I am trying to make an extension to a generic class which is constrained by the type of the generic. This is a simplification of the code I believe should work:
struct Thing<T> {
var value: T
}
struct ContainsStringThing {
var stringThing: Thing<String>
}
extension Thing where T == String { // <-- Error location
func containedStringThing() -> ContainsStringThing {
return ContainsStringThing(stringThing: value)
}
}
However, I get the following error message:
Same-type requirement makes generic Parameter 'T' non-generic
I searched for a way to fix this and found a suggestion to use a protocol to constrain the extension instead of a type: link to article.

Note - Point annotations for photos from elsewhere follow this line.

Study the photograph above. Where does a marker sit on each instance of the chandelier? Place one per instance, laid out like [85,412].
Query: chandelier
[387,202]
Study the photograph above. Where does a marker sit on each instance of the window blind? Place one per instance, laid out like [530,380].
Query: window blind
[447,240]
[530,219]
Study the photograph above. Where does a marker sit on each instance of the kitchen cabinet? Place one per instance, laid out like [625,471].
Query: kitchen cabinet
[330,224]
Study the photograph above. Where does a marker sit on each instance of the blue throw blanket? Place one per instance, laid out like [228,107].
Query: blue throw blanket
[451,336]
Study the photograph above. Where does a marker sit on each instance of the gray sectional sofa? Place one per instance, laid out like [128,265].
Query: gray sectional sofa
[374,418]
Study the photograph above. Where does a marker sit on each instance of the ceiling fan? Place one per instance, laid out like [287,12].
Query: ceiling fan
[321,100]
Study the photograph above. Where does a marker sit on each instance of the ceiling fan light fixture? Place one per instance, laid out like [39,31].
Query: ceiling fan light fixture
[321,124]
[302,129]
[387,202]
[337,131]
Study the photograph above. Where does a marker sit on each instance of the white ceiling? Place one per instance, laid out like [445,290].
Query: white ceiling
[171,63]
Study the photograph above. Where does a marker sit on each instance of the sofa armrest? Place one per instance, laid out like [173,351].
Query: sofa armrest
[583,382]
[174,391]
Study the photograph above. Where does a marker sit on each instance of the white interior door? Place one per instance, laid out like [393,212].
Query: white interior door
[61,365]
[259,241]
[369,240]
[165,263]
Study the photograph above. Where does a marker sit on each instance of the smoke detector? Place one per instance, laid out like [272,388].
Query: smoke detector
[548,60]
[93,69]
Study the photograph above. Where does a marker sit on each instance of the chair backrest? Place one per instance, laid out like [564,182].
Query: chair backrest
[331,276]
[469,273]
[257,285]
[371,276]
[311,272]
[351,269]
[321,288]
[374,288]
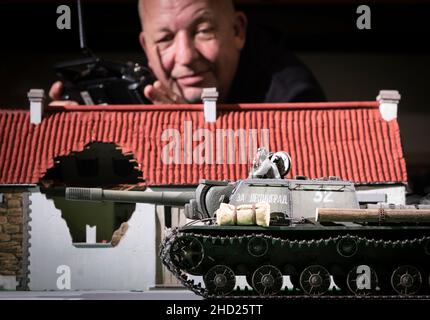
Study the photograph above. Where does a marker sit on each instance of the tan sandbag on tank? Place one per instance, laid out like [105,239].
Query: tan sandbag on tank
[226,215]
[246,215]
[262,214]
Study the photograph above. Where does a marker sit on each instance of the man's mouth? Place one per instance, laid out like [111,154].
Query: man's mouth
[192,79]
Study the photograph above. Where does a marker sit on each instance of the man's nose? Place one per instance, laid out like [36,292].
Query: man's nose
[186,51]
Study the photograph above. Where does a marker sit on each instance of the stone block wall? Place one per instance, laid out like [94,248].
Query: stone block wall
[11,236]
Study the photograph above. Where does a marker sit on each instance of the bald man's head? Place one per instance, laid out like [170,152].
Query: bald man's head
[192,44]
[226,6]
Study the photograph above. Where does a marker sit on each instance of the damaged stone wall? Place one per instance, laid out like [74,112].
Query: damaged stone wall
[12,208]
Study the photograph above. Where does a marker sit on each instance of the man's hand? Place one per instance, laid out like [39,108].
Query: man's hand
[159,94]
[55,95]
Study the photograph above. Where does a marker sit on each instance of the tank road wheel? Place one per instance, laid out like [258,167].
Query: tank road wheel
[362,280]
[220,280]
[187,253]
[257,247]
[347,247]
[315,280]
[267,280]
[406,280]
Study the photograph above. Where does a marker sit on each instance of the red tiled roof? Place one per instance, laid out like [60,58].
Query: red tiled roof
[349,140]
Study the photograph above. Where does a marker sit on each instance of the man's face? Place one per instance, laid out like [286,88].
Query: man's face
[192,44]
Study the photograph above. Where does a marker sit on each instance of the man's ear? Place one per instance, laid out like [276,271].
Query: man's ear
[240,26]
[143,44]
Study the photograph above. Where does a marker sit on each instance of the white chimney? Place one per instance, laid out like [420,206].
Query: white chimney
[388,103]
[209,98]
[37,99]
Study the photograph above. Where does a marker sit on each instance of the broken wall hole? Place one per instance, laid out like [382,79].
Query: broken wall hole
[100,165]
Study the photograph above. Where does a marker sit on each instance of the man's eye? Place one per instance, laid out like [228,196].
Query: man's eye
[165,39]
[205,32]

After doing that I ended up with this:
protocol StringProtocol { }
struct Thing<T> {
var value: T
}
struct ContainsStringThing {
var stringThing: Thing<StringProtocol>
}
extension Thing where T: StringProtocol {
func containedStringThing() -> ContainsStringThing {
return ContainsStringThing(stringThing: self) // <-- Error location
}
}
Now it does let me constrain the extension but it shows a different error message:
Cannot convert value of type 'Thing<T>' to expected argument type 'Thing<StringProtocol>'
Basically now it knows that T
conforms to protocol StringProtocol
by itself, but it doesn't know it when referring to the whole object Thing<T>
.
is there any workaround to this or should I submit it as an evolution proposal to the swift mailing list?
Note: All the code is tested on a playground, you can just copy and paste it to try it.